В сочетании с неизменным «ясно-ясно» последнее слово тоже приобрело какой-то иронический, уличающий оттенок. Федоров пожалел, что произнес его. И слово-то противное,— подумалось ему.— Туманное, мутное. Извивается, как уж или гадюка...
— Ясно-ясно... И тем не менее, сами вы в тот вечер сына не видели? Так?
— Я уже объяснял — это еще ничего не значит, я работал и не мог его видеть!— начиная свирепеть, четко, с нажимом проговорил Федоров и поднялся, сказав себе: «Какого беса я сижу перед ним, как на допросе!..»
Однако Чижов будто не заметил ни его вызывающе-злой интонации, ни того, что он поднялся со стула (одновременно и демонстрируя тем неподчинение какой-то властной силе, исходящей от Чижова, но присущей скорее не Чижову, а месту, где они находились, и — с удовольствием разминая занемевшее от долгого сидения тело).
Чижов всего этого не заметил.
— Что же,— произнес он скучным, без всякого выражения должностным тоном,— если не возражаете, оформим все, о чем тут мы беседовали, как протокол...
Он подвинул к себе стопку чистой бумаги, выложил из стола разграфленный бланк.
— Обязан предупредить: за дачу ложных показаний...
На воздух! На воздух! Он задыхался. Выйдя из кабинета Чижова, он вдруг почувствовал, что ему нечем дышать. Будто из длинного, с вереницей дверей коридора выкачали воздух, и если через минуту он не хлебнет его всей грудью — горячий, пахнущий пылью, маслянистый от выхлопных газов, но — живой, живой воздух!— тогда конец, сердце лопнет, как детский воздушный шарже... Он задел плечом какого-то мужчину, средних лет, с военной выправкой, тот шел ему навстречу,— задел, бормотнул извинение, как в пропасть, сверзился по крутой лестнице вниз, протянул на выходе пропуск — и опомнился уже на крыльце, на асфальте, на краю тротуара, перед ожидавшей его машиной. Щелкнула дверца, Федоров втиснулся внутрь, на переднее сиденье, буркнул «прямо...», и Сергей, поняв его с полуслова, включил мотор и на перекрестке вырулил на проспект, переходящий в загородное шоссе. Тугая струя ударила из окошка в лоб, разлилась но щекам, подбородку, Федоров жадно поймал ее ртом. Но испытав короткое облегчение, укорил себя: это он едет, откинувшись на эластично- пружинящую спинку, он дышит, вбирает вольный воздух полными легкими, а Витька?..
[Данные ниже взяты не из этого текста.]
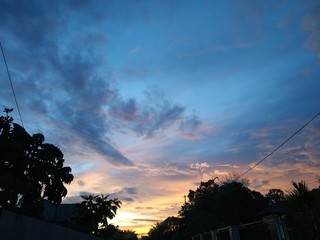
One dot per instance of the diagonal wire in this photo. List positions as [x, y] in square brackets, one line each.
[14, 94]
[287, 140]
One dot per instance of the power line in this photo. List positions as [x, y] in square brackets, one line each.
[287, 140]
[14, 94]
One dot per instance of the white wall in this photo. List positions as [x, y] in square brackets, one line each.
[15, 226]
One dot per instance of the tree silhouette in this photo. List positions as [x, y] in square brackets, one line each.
[275, 195]
[101, 209]
[30, 170]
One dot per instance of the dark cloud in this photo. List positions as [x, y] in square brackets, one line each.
[61, 75]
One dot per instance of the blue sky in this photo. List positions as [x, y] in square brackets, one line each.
[148, 98]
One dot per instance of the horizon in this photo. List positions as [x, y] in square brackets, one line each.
[148, 99]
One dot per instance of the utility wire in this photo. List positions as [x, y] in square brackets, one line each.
[14, 94]
[287, 140]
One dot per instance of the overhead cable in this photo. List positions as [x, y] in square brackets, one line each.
[277, 148]
[12, 88]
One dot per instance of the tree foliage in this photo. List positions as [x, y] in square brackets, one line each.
[101, 209]
[275, 195]
[30, 169]
[211, 206]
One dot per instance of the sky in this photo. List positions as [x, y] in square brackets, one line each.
[146, 99]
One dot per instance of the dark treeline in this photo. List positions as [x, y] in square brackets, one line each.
[215, 205]
[33, 176]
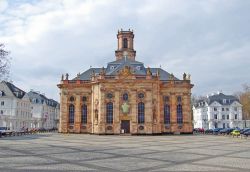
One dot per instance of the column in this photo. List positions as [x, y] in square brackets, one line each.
[77, 122]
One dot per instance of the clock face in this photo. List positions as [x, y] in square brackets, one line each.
[84, 98]
[140, 95]
[125, 96]
[109, 95]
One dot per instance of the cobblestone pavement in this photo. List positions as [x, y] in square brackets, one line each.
[76, 152]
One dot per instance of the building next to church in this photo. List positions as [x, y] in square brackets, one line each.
[19, 109]
[218, 111]
[45, 111]
[125, 97]
[15, 107]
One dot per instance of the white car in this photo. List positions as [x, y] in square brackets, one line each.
[5, 130]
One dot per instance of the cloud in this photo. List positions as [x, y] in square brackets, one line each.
[209, 39]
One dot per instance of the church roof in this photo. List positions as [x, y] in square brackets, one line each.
[114, 67]
[36, 97]
[220, 98]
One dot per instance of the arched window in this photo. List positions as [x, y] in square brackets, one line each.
[84, 114]
[71, 114]
[109, 113]
[72, 99]
[166, 114]
[125, 43]
[141, 112]
[179, 114]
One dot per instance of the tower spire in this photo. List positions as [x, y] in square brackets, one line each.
[125, 44]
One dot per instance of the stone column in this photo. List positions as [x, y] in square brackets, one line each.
[133, 112]
[77, 123]
[173, 115]
[102, 114]
[63, 113]
[148, 112]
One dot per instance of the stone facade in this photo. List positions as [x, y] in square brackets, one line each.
[125, 97]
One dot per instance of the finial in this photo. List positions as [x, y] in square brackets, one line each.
[158, 72]
[149, 71]
[184, 76]
[93, 73]
[171, 77]
[67, 76]
[78, 75]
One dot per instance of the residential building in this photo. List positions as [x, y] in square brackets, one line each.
[45, 112]
[218, 111]
[14, 108]
[125, 97]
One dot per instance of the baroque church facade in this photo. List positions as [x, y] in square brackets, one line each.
[125, 97]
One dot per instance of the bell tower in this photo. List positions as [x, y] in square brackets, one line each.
[125, 45]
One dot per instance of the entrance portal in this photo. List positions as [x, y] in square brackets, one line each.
[125, 126]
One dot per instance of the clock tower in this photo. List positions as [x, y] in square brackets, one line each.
[125, 45]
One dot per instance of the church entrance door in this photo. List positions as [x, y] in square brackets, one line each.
[125, 126]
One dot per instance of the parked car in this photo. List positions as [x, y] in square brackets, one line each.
[235, 133]
[201, 130]
[247, 133]
[244, 130]
[5, 130]
[209, 131]
[216, 130]
[226, 131]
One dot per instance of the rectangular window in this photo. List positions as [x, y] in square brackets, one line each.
[215, 116]
[167, 114]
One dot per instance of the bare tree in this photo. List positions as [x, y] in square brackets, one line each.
[4, 63]
[244, 97]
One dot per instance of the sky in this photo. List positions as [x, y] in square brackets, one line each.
[209, 39]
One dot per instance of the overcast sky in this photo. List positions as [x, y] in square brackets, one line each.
[210, 39]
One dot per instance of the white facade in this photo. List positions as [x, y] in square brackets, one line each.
[14, 107]
[19, 111]
[218, 111]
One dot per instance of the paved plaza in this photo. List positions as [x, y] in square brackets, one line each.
[76, 152]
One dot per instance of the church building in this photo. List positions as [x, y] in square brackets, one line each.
[125, 97]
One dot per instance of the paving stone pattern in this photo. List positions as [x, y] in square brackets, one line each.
[77, 152]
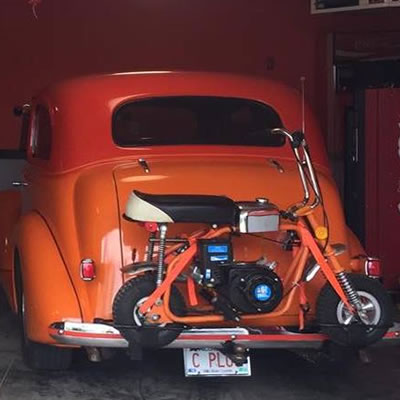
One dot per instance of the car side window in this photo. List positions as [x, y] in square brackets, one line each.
[42, 133]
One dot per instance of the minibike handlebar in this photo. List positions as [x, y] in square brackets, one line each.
[305, 166]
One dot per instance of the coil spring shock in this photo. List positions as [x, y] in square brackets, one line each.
[348, 288]
[161, 254]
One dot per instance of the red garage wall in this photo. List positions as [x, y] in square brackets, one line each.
[75, 37]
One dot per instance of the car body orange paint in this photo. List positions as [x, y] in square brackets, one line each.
[72, 206]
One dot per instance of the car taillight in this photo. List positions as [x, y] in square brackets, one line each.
[88, 269]
[373, 267]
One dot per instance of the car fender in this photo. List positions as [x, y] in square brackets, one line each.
[48, 290]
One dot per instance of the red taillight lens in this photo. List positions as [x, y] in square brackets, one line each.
[88, 269]
[373, 267]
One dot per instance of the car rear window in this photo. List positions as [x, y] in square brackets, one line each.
[195, 120]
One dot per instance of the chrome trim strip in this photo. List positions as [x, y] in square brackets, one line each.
[102, 335]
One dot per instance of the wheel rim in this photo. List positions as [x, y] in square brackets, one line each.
[370, 313]
[138, 317]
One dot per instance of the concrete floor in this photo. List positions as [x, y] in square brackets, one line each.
[276, 375]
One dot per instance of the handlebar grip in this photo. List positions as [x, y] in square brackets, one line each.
[298, 138]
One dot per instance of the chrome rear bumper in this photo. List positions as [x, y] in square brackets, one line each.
[102, 335]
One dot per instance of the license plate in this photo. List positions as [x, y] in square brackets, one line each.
[209, 362]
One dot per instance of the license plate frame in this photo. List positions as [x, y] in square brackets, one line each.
[211, 363]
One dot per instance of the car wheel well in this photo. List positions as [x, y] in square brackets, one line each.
[17, 281]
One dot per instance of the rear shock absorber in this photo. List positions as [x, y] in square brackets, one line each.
[161, 253]
[348, 288]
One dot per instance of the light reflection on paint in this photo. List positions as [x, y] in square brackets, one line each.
[145, 178]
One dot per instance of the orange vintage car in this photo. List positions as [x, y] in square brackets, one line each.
[183, 210]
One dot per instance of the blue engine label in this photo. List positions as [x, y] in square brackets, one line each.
[217, 248]
[262, 292]
[219, 258]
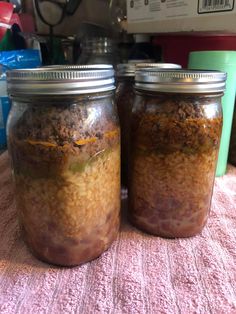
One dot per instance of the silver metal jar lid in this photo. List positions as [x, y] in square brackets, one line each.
[126, 69]
[43, 81]
[136, 61]
[180, 81]
[159, 65]
[80, 67]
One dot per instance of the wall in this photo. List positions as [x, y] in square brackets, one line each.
[94, 11]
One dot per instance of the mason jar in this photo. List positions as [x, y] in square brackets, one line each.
[64, 144]
[175, 136]
[125, 99]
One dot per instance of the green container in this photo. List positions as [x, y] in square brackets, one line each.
[223, 61]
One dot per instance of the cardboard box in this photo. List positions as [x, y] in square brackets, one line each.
[171, 16]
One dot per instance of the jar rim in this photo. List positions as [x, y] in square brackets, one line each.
[180, 81]
[54, 81]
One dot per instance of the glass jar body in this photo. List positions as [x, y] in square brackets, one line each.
[125, 100]
[65, 154]
[175, 141]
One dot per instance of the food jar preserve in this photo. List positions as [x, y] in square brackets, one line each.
[125, 99]
[175, 136]
[64, 144]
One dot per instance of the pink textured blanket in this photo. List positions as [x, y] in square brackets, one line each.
[138, 274]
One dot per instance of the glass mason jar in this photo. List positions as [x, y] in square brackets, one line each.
[64, 143]
[175, 136]
[125, 99]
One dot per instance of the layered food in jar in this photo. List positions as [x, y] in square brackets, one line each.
[175, 140]
[65, 153]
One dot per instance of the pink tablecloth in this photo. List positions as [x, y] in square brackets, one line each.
[138, 274]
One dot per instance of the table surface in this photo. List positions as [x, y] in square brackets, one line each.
[138, 274]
У первого же автомата он вышел, кинул монетку в щель. Так и есть: она подняла трубку, не дав отзвучать второму гудку,— ждала, не отходила от телефона... «Все будет хорошо, Танюха,— сказал он, придерживая дверцу, за которой уже топтались две девицы в белых брючках с голубыми сумками «АВВА» через плечо,— Все будет хорошо, слышишь?.. И не смей реветь!.. А остальное — не телефонный разговор. Домой? Не знаю, может, и скоро...»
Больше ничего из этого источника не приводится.